By Carter Glace, Staff Writer
While reading the latest controversy of Marvel cutting books as the “anti-PC” crowd uses slumping sale numbers to probe that diversity isn’t selling, I prepared to go on another tirade about how the comic industry is a train wreck when it comes to selling its product. But instead, I thought I should try something more productive. Instead of flinging bile, I thought it might be worth talking about some productive solutions to help the comic industry find its legs again.
- Promote your damn digital stores.
The biggest hurdle when it comes to comic sales is the inaccessibility of physical comics. Let’s say you want Action Comics #34. To make sure you get it, you’d need to know the week its coming out, find your local comic store—because the sale of comics has been limited to a few niche stores—and hope they have it in stock because otherwise, your out of luck for a while. The easiest solution to this is for brands to make a digital store for their comics, and you know what? Both DC and Marvel have one. The fact that I genuinely didn’t know these existence of these store fronts says a lot. They need to push these services hard, and especially push older comics. Because the ability to have the entire history of Marvel or DC on a tablet is a hell of a sales pitch.
2. Create a streaming/monthly service.
Building off that point, you know what’s a big problem for retaining comic readership? Making it easier to get the latest and most important issues of an arc. In the age of Lootboxes, where you can have entire boxes of tat sent to you on a regular monthly schedule, why can we not have that service available for comics both physical and digital. Go online, fill out a checklist of what comics or arcs you want to be kept up to date on, and just get them. It is hard to overstate how much better it would be to the consumer to not have to keep track of weird comics schedules.
3. Stop spoiling plot points.
More than any industry, comics indulge in click-bait. Namely, super hero series will leak panels and story revelations to the public in an attempt to build publicity. With the super hero comics industry dependent on flashy, big moments, there is never a shortage of moments. But why? Why would you spoil critical plot points then get upset when people don’t pay to read? I am very much in the ‘it’s about the journey’ camp, but paying $4 for 30 pages when the ending is already know is a tough sell. Bring back and air of mystery and anticipation to comic books!

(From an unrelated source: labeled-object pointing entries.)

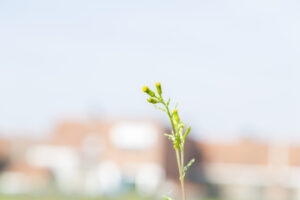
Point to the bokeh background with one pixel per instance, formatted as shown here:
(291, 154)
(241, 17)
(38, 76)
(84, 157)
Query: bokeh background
(74, 122)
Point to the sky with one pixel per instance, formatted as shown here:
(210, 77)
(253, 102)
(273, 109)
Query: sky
(233, 66)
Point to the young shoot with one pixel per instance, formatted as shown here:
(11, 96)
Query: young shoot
(178, 133)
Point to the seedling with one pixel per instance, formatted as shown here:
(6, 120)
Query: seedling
(177, 135)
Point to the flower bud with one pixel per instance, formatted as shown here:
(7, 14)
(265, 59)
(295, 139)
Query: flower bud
(175, 114)
(158, 87)
(148, 91)
(152, 100)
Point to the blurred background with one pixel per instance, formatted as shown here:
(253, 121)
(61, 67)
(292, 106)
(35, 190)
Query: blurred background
(75, 124)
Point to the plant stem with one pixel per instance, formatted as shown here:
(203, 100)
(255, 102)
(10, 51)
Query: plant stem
(179, 157)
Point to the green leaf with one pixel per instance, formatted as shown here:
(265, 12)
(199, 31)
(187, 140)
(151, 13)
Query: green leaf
(188, 166)
(186, 132)
(170, 137)
(176, 105)
(168, 102)
(160, 108)
(167, 198)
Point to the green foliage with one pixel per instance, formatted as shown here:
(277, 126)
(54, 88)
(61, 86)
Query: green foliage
(177, 137)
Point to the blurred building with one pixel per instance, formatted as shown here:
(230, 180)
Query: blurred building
(111, 157)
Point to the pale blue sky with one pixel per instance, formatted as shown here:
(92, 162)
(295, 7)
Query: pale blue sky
(232, 65)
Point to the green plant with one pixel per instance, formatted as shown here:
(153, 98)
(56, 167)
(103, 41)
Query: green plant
(177, 135)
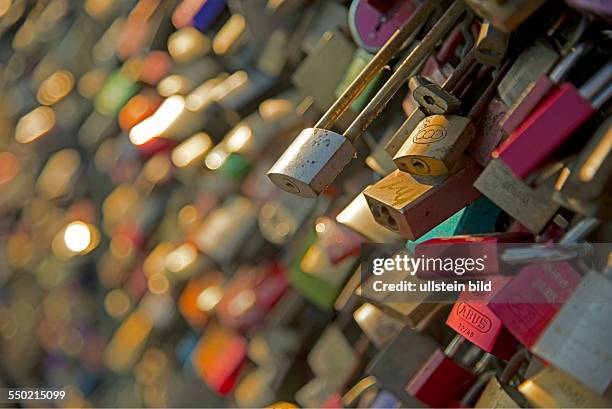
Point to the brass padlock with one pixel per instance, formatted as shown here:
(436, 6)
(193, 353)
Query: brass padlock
(433, 98)
(553, 388)
(427, 105)
(357, 216)
(438, 141)
(314, 160)
(410, 208)
(491, 45)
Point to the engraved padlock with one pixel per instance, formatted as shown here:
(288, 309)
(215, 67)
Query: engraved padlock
(438, 141)
(314, 160)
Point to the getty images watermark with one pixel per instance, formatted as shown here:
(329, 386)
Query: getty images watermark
(477, 271)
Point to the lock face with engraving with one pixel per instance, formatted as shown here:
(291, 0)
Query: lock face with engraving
(435, 145)
(478, 324)
(410, 208)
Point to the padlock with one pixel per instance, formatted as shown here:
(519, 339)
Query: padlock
(488, 132)
(360, 60)
(322, 281)
(316, 77)
(505, 15)
(372, 22)
(222, 234)
(524, 319)
(436, 144)
(379, 327)
(540, 88)
(553, 388)
(590, 173)
(250, 295)
(434, 99)
(418, 114)
(577, 339)
(499, 393)
(317, 156)
(532, 207)
(199, 298)
(281, 217)
(338, 242)
(441, 381)
(411, 209)
(400, 360)
(219, 357)
(530, 65)
(333, 358)
(358, 217)
(491, 45)
(472, 318)
(574, 106)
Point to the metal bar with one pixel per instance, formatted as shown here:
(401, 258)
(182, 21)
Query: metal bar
(382, 57)
(380, 100)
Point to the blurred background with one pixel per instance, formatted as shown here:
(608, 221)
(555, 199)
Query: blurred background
(146, 260)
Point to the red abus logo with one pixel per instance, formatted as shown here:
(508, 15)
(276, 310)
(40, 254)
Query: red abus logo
(474, 318)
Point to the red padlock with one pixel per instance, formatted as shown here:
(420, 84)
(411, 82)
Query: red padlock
(521, 305)
(441, 381)
(555, 119)
(472, 318)
(517, 114)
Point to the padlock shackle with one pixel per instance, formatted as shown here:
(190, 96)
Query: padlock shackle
(376, 64)
(404, 71)
(483, 100)
(460, 71)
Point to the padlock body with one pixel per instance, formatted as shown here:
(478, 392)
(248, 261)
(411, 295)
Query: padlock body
(577, 340)
(411, 209)
(473, 319)
(435, 145)
(312, 162)
(531, 207)
(530, 99)
(440, 381)
(544, 130)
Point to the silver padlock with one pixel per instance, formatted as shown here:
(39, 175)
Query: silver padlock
(317, 156)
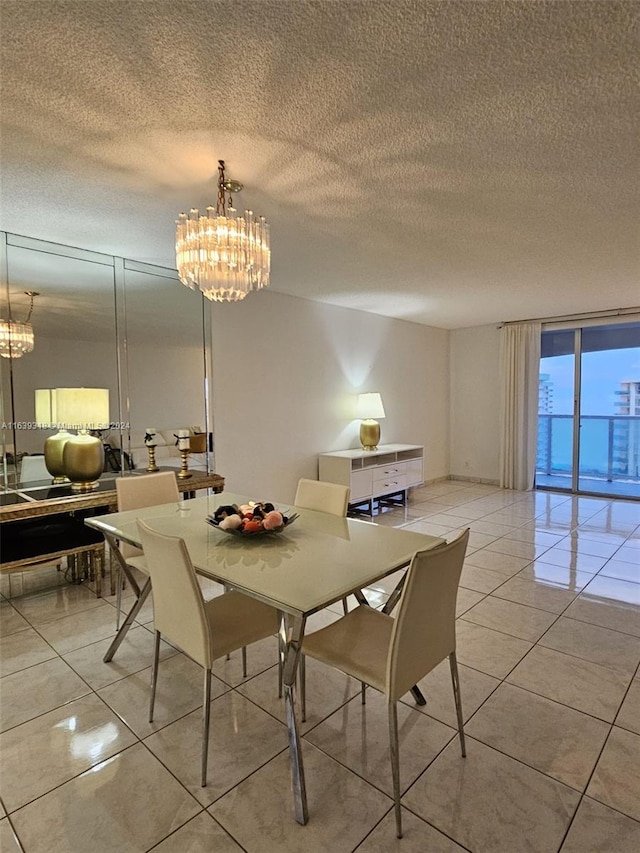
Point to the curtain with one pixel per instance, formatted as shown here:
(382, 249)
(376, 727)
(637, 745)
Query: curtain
(519, 369)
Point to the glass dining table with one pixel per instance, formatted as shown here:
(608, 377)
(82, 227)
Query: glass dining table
(314, 562)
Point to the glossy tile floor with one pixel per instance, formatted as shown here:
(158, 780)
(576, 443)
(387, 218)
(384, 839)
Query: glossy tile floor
(549, 646)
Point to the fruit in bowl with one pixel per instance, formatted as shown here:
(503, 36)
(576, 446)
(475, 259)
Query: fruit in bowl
(250, 519)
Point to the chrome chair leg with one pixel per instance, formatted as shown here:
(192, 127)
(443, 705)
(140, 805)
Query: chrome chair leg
(453, 663)
(154, 674)
(206, 714)
(395, 764)
(302, 675)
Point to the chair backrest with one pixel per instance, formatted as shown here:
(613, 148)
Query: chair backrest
(178, 606)
(135, 492)
(424, 630)
(33, 468)
(325, 497)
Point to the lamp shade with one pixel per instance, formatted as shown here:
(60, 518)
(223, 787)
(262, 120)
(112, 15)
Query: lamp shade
(82, 408)
(46, 417)
(369, 406)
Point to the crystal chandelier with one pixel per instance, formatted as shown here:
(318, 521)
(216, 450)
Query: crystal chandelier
(225, 255)
(16, 336)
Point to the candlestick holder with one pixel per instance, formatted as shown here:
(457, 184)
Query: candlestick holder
(184, 465)
(151, 467)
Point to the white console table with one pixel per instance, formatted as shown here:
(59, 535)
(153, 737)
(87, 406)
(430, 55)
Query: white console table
(371, 474)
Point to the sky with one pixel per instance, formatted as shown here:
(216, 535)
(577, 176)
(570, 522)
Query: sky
(602, 373)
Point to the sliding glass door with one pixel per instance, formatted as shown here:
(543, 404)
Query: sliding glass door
(589, 410)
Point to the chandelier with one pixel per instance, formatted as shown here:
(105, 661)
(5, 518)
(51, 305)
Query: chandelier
(16, 336)
(225, 255)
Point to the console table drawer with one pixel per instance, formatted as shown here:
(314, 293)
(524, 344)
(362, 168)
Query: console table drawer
(361, 484)
(394, 483)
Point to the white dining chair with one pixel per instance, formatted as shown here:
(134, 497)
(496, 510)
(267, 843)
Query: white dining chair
(137, 492)
(204, 630)
(392, 654)
(323, 497)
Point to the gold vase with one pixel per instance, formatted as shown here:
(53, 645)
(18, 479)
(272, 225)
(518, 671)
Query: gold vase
(54, 454)
(83, 458)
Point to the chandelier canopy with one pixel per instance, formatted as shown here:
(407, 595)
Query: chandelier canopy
(16, 336)
(225, 255)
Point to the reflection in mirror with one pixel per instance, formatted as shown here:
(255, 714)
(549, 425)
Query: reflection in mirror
(74, 330)
(105, 322)
(165, 365)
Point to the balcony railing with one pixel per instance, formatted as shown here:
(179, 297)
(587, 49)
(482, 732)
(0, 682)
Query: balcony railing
(609, 447)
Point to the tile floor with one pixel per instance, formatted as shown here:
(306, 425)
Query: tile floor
(549, 647)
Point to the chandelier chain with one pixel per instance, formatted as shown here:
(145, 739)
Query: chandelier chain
(221, 205)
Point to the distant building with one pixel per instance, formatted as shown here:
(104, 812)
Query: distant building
(545, 407)
(626, 430)
(545, 394)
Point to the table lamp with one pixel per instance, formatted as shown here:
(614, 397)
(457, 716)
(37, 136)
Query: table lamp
(368, 408)
(83, 409)
(47, 418)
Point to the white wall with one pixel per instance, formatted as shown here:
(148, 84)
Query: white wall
(286, 372)
(475, 398)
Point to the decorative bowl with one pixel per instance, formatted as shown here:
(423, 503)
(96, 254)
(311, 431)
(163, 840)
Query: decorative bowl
(247, 517)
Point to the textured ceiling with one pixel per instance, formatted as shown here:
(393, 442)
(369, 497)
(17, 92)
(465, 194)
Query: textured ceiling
(451, 163)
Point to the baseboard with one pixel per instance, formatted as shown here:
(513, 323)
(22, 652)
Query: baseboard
(482, 480)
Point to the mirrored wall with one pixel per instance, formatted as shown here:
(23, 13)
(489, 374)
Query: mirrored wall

4. Promote somewhere other than other comic books.
Have you ever seen an ad for a comic book before? And I don’t mean seeing characters like Spider-Man on popsicle boxes, but ads for specific issues or stories? Exactly. If I can’t go three webpages or subway stops without seeing an ad for the film Black Panther, it shouldn’t be that hard to push for the comic books as well.
5. Find more stores in which to put your books.
I love comic book stores. But I also love comics and the various pop culture ephemera around them. For a more casual reader, I imagine comic book stores could be complicated, obtuse, overwhelming, or frustrating. We may never be able to return to the days of comics at every magazine stand, but why are they not regularly in book stores?
As I go over this list, there is a general theme that I think is important: Make it easier to enjoy comic books. There is an audience out there dying to read shorter, poppy fiction, but they can’t find it because its sources are so obtuse or confusing. If that process can be streamlined, comics can go from a niche branch of massive franchises to a thriving, mainstream medium again.